Spring is probably the mother of all allergy sesaons, what with the profuse pervasion in the air, but that’s not to say that allergies – whether they’re seasonal or not – don’t affect a multitude of people on a year-round basis, pollen or no. For these unfortunate few (or many, considering that more than 50 million Americans suffer from all types of allergies), often the only recourse is drug medication. They bear with unpleasant side-effects, including headaches, nasal irritation and drowsiness, like champs, because anything is better than the maddening curse of allergies. I don’t blame them. Sniffling, itching, and sneezing every two seconds is neither dignified nor attractive, but is most certainly painful.
However, is recourse to drugs really worth it? Are there really no other options? There is: herbal remedies. Skeptics might doubt the effectiveness of going natural, but at least ingesting plants doesn’t bring its own baggage of side-effects. Here are some herbal remedies that can soothe your allergy-ridden soul as well as any over-the-store drug:
1. Quercetin: This natural biofavonoid can often be found in fruits, vegetables, leaves and grains. Quentin helps stabilize mast cells lining the nasal passage and precents them from secreting histamine, which in turn helps to bypass histamine-induced sneezing, watery eyes, and itching. This natural anti-oxidant exists in high amounts in onion, citrus fruits, capers, cranberry, apples, wine and lovage, but in order to build up a high enough amount for it to be effective, supplements have to be taken. A dosage of 1000 mg a day, taken in between meals, should do the trick. It’s never too early to be careful, so start taking supplements at least 6 weeks before allergy season.
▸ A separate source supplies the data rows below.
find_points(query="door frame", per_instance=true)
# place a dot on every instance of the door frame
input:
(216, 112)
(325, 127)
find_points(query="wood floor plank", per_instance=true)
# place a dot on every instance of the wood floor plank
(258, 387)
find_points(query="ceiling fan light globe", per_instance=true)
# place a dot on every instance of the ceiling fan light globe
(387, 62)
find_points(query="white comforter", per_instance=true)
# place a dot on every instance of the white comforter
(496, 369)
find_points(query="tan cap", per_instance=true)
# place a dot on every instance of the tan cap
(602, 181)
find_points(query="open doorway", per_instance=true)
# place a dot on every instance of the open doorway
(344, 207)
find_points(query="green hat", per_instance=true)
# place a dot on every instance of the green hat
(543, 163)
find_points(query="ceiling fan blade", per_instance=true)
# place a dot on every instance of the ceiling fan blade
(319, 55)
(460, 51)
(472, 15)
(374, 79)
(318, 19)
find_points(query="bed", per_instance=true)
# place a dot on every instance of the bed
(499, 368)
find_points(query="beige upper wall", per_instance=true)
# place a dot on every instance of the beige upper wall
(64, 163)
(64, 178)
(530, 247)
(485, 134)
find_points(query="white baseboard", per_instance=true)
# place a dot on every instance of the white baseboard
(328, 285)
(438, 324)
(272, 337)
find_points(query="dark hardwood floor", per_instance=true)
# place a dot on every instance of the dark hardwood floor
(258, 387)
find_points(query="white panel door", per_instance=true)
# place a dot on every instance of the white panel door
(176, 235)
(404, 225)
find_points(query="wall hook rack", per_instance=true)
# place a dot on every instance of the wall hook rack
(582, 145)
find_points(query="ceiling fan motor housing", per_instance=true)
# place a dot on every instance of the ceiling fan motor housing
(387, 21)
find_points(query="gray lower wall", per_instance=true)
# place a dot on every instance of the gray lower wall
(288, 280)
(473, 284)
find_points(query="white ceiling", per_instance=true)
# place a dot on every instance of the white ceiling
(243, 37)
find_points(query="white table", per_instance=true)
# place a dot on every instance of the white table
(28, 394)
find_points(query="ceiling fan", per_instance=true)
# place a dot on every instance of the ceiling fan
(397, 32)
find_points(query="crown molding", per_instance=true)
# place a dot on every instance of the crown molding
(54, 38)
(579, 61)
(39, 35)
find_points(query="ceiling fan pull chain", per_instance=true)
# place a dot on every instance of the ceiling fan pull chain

Precautions: If you’re suffering from liver disease, then quercetin is definitely not for you. Pregnant or nursing women should stay away from quercetin (or any other supplements, really) until the gestation or bursing period is over.
2. Stinging nettle (Urtica dioica): Here’s the thing: this perrenial flowering plant is probably a herbal medicine practioner’s dream. Haemorrhage, flu, rheumatism, arthritis, gout, you say? Stinging nettles is your all-in-one solution. This wonder herb alleviates just about any sort of pain, even if only temporarily. So it comes as no surprise that stinging nettle is a wonderful anti-histamine (which induces the allergy symptoms) – as effective as any drug, but without the vexing side-effects. Nettle inhibits the body’s ability to produce histamine. Freeze-dried extracts of the leaves are sold in capsules that are easily avaliable in local stores, and taking 300 mg per day will provide relief, if only temporarily. However, you can also make stinging nettle tincture or tea easily at home. There is no “right” way to make stinging nettle tea, but there are “numerous” ways. Here’s a simple one:
- Select your leaves. Both dry and fresh leaves work, but either way, younger leaves are recommended as they give better taste. If you’d like your tea to be less bitter, then only use the tops of the nettles, which are generally a bit lighter in shade.
- Chope finely four heaped teaspoons of fresh nettle.
- You’ll need one cup of water per heap of nettle (but really, you don’t need accurate mesasurements to have good tea). Set four cups of water to boil. Add the nettle to the water when the surface bubbles.
- Let steep for 20 minutes.
- Drink hot or cold with taste enhancers such as lemon or honey.
Precautions: The hairs on stinging nettle can cause inflammation, so wear gloves while handling stinging nettle.
3. Butterbur (Petasites hybridus): In the long ago days before the magic of refrigeration, there existed a green plant whose broad leaves were used to wrap butter during the unforgiving summer days. Hence, the name “butterbur”. Found in the temperate zone of the Northern Hemisphere, butterbur has traditionally been used to mitigate headaches and inflammation. It is also as useful as cetirizine, the active drug in Zyrtec, in controlling allergy, but unlike cetirizine, it doesn’t cause drowsiness. The recommended dose is 32 milligrams a day, divided into four doses.
Precautions: Butterbur is from the same family as ragweed, the pollen of which is a notorious allergen, so in some cases, it might actually exacerbate the symptoms of allergy.